Gerek kişisel zevk ve meraklardan gerekse Agatha Christie'nin bana kitap okuma illetini bulaştırmasından dolayı, polisiye türüne karşı zaafım var. Yorumlarım objektif olmayabilir.
En yukarıdan başlayacağım, hikayenin ismi ile okuduğum şey arasında bir tutarsızlık var. Evet, sarhoş bir dedektifi okuyoruz ama ben başlığı görünce çok daha yüzeysel ve basit bir kurguyla karşılaşacağımı düşünmüştüm. Yanıldığım için bir hayli memnunum.
Hikaye güzel başladı. Birinci tekil anlatımı beni hiç rahatsız etmiyor, tersine güzel kullanıldığında (Jim Butcher kıps kıps) çok hoşuma gidiyor. Başlangıçta bu açıdan bir hayli heveslenmiştim fakat ikinci paragrafta tehlike çanları çalmaya başladı. Dedektifimizin hareketlerini ve evi gözümde canlandırabiliyorken, nedenini bilmediğim bir sebepten bu görselleştirme dağılmaya başladı. İkinci paragraf uzun mu geldi, uzatılmış mı geldi, ilk paragrafın aksine fazla süssüz mü geldi, bilmiyorum.

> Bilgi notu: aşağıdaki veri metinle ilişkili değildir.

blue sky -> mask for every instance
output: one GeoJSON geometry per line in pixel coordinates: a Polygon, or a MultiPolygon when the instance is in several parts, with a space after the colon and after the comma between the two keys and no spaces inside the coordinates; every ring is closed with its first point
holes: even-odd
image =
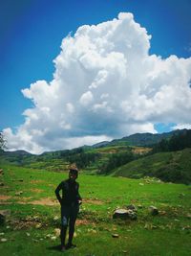
{"type": "MultiPolygon", "coordinates": [[[[190,58],[189,0],[1,1],[0,129],[16,131],[25,122],[22,113],[35,104],[21,90],[39,80],[53,81],[53,60],[64,37],[70,33],[73,36],[80,26],[113,20],[119,12],[133,13],[134,20],[152,35],[150,55],[190,58]]],[[[173,119],[165,125],[159,123],[158,119],[155,128],[159,132],[177,124],[173,119]]]]}

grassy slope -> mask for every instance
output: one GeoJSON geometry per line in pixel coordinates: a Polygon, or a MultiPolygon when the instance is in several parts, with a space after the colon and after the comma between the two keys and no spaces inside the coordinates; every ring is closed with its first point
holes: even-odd
{"type": "MultiPolygon", "coordinates": [[[[21,204],[41,198],[54,198],[55,186],[66,174],[51,173],[14,166],[3,166],[1,195],[11,196],[1,209],[11,209],[11,221],[25,222],[37,218],[42,227],[32,223],[22,227],[10,222],[0,233],[8,239],[0,243],[1,255],[57,255],[53,246],[59,239],[45,238],[59,227],[59,206],[21,204]],[[19,181],[23,179],[23,181],[19,181]],[[16,197],[15,192],[23,191],[16,197]],[[26,233],[30,233],[28,237],[26,233]]],[[[187,216],[191,211],[190,187],[180,184],[146,183],[144,180],[111,176],[92,176],[81,174],[78,181],[86,200],[82,204],[76,226],[74,243],[77,248],[65,255],[190,255],[190,229],[187,216]],[[89,199],[89,200],[87,200],[89,199]],[[112,214],[117,206],[130,203],[141,205],[138,221],[114,221],[112,214]],[[152,217],[148,206],[155,205],[163,214],[152,217]],[[117,233],[119,238],[112,237],[117,233]]]]}
{"type": "MultiPolygon", "coordinates": [[[[175,152],[159,152],[136,161],[132,161],[115,170],[114,175],[126,177],[159,176],[159,174],[170,176],[173,172],[181,172],[185,179],[191,182],[191,149],[175,152]]],[[[171,179],[172,180],[172,179],[171,179]]],[[[180,183],[181,182],[180,177],[180,183]]]]}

Anlatım konusunda takıldığım bir başka nokta da, dedektifimiz biz okuyuculara sesleniyor. Hatta okur diyor bizlere. Bu da yazılı bir metin okuduğumuzu gösteriyor ama bunun dışında, bu fikri destekleyen bir şey yok. Bu çok da mühim bir şey değil muhtemelen ama bizlere direk okur olarak seslenilmese iyiymiş. Bu yorumumun edebi bir eleştiri ile uzaktan yakından alakası yok, tamamen kişisel bir düşünce.
Kurguya gelince, iki bölümde dünyamızı sarsması elbette beklenemez ama ilk bölümde karşılaştığımız "ilginç" sahne, kesinlikle doğru bir hamleydi. Dedektifimizin hayatı ve karakterini tam olarak idrak edemediğimiz için yürüttüğü tahminlerde ne kadar tutarlı olduğunu bilemeyiz elbette ama bana biraz "Deus Ex" geldi.
Katile gelecek olursak büyük ihtimalle bir tür sosyopat veya şizofren arıyoruz.Bölünmüş kişilik de olabilir.İyi bir işe hatta belki bir aileye sahip olması muhtemel.Ama burada kilit nokta katilimiz her kimse çocukluk ve ergenliğinde hatta erken yetişkinliğinde asla sevgi veya ilgi görmemiş hiç ciddiye alınmamış biri.Amacı cinayet işleyerek ilgi çekmek.İlginç bir lakap bulup akşam haberlerinde istediğini almasını sağlayın.Vahşileşmesini istemiyorum.Şüpheli her kim olursa olsun yakınlarını veya onu tanıyanları gizlice ziyaret edip geçmişi hakkında bilgi almaya çalışmalıyız.Mümkünse sorguya sizinle beraber bir psikolog da sokun.Ve gelebilecek telefonlar konusunda da dikkatli olun.
Benim çıkarımımım çok daha farklıydı açıkcası. Andy'nin neden böyle düşündüğünü daha net bir şekilde görebilmek isterdim.
İkinci bölüm de selefi gibi merak uyandırdı ama bu sefer hissettiğimiz "Aa, haydi bakalım, neler olacak!?" değil "Bu neydi şimdi?" gibiydi.
Yaptığım tüm yorumlar okuduğum iki bölüm içindi tabii. Kurgusal anlamda kafamda oluşan soru işaretlerinin çözülmesi için sonraki bölümleri de takip edeceğim. Şimdilik geliştirildiğinde tadından yenmeyecek şey, dedektif. Dedektifi, ruh halini ve karakterini daha iyi kavrayabilirsek bence gayet güzel gidecek bu öykü. Sonuçta onun ağzından bize sunulan bir hikaye bu, dedektifi ne kadar iyi anlarsak hikayeye de o kadar rahat bağlanırız gibi geliyor.